Re: But at the end of a lease, the leasing company owns the equipment, not you
The author was very much talking about buying a phone and a laptop through a payment plan, which admittedly is not leasing in the sense we know it from e.g. cars. Unfortunately this does distract from his chain of arguments (at least it adds confusion). However, since at the end of a lease you are often offered to either buy the product or take up a new leasing contract with a new car/phone/laptop the point still holds:
Yesteryear's product is still good enough and will be for another two or five years - so no need to upgrade and get a new shiny thing.
There is no need to lease a product and then the next upgraded/extended/improved version, ad infinitum, because there is no big improvement over the last iteration. Breaking through the enforced upgrade cycle of the service provider makes sense economically - you paid for the stuff over 24 months or so, or can finally buy the leased product - and environmentally - no additional ressources used in the manufacturing of yet another laptop/phone/whatever, reduced waste.

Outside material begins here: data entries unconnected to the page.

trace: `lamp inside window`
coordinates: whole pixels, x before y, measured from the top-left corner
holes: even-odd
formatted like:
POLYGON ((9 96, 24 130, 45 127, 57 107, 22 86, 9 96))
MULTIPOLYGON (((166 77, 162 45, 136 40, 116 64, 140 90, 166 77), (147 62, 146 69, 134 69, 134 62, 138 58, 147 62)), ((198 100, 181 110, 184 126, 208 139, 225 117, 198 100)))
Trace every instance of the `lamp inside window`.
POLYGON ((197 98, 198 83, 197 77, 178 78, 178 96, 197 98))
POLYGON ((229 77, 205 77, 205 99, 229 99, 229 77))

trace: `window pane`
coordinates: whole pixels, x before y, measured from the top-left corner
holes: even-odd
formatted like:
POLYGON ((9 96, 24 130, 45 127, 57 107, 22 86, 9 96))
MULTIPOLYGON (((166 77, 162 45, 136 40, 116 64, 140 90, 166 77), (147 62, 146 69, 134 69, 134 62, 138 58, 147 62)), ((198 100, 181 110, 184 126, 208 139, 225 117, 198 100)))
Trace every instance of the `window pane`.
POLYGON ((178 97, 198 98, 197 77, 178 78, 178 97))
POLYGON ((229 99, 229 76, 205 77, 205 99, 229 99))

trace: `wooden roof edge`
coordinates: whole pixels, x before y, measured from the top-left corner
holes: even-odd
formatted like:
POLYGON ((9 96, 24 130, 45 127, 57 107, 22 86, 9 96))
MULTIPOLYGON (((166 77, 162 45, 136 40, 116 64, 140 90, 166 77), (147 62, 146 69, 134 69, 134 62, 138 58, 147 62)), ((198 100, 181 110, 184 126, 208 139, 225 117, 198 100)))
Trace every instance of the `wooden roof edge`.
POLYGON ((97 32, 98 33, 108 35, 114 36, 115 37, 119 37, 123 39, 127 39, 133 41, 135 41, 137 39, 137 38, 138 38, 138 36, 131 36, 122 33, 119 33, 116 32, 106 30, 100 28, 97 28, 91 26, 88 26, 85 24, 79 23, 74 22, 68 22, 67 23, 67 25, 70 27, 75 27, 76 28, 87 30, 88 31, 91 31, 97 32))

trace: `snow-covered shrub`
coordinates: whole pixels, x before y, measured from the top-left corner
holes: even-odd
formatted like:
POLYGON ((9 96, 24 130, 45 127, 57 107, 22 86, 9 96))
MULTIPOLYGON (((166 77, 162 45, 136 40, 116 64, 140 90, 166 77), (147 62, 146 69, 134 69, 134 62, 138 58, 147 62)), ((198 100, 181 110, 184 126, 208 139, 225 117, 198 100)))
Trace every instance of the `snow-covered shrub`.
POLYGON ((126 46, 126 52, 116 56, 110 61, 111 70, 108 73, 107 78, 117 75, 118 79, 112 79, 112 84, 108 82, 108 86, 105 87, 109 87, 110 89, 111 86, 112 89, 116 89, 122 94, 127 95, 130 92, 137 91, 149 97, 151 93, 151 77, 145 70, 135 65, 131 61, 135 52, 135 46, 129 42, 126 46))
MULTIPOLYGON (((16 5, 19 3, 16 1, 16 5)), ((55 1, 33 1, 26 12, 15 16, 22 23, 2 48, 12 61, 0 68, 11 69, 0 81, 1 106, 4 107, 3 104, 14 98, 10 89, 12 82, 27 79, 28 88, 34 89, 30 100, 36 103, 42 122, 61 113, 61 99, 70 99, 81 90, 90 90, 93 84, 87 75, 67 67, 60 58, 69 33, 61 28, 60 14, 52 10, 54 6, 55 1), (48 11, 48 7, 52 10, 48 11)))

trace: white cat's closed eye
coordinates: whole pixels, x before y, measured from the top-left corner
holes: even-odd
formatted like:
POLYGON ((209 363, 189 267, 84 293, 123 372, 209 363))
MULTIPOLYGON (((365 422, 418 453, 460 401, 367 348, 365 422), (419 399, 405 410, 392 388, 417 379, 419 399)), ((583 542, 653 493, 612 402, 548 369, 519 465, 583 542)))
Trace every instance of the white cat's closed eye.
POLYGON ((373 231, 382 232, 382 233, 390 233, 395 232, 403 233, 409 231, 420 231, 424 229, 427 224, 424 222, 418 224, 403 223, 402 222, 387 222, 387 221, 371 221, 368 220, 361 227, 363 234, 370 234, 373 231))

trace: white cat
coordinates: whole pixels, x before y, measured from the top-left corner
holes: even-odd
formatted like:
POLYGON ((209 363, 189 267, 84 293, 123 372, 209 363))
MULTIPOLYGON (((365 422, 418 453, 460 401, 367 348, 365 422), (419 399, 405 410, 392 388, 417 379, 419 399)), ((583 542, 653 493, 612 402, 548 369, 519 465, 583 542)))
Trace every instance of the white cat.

Interestingly our company was the middleman in one of these games, we did lease the hardware from a provider to distribute it through other contracts to our clients. We were now forced to actually buy the hardware, which came with a ton of fun for finance (CapEx vs. OpEx, up front costs instead of rate payments, etc.). The laptops we provide to our customers (and that we use ourselves) are highly standardised and have not been changed substantially over the last four or five years. Broken machines are often replaced by a machine returned to the department responsible. The hardware is boring but functional and reliable (as far as I can tell). I like boring, the tools must not distract me from getting the interesting stuff done. There are currently talks underway to source the next model, but that might take another year or so before they finally crop up in the "wild".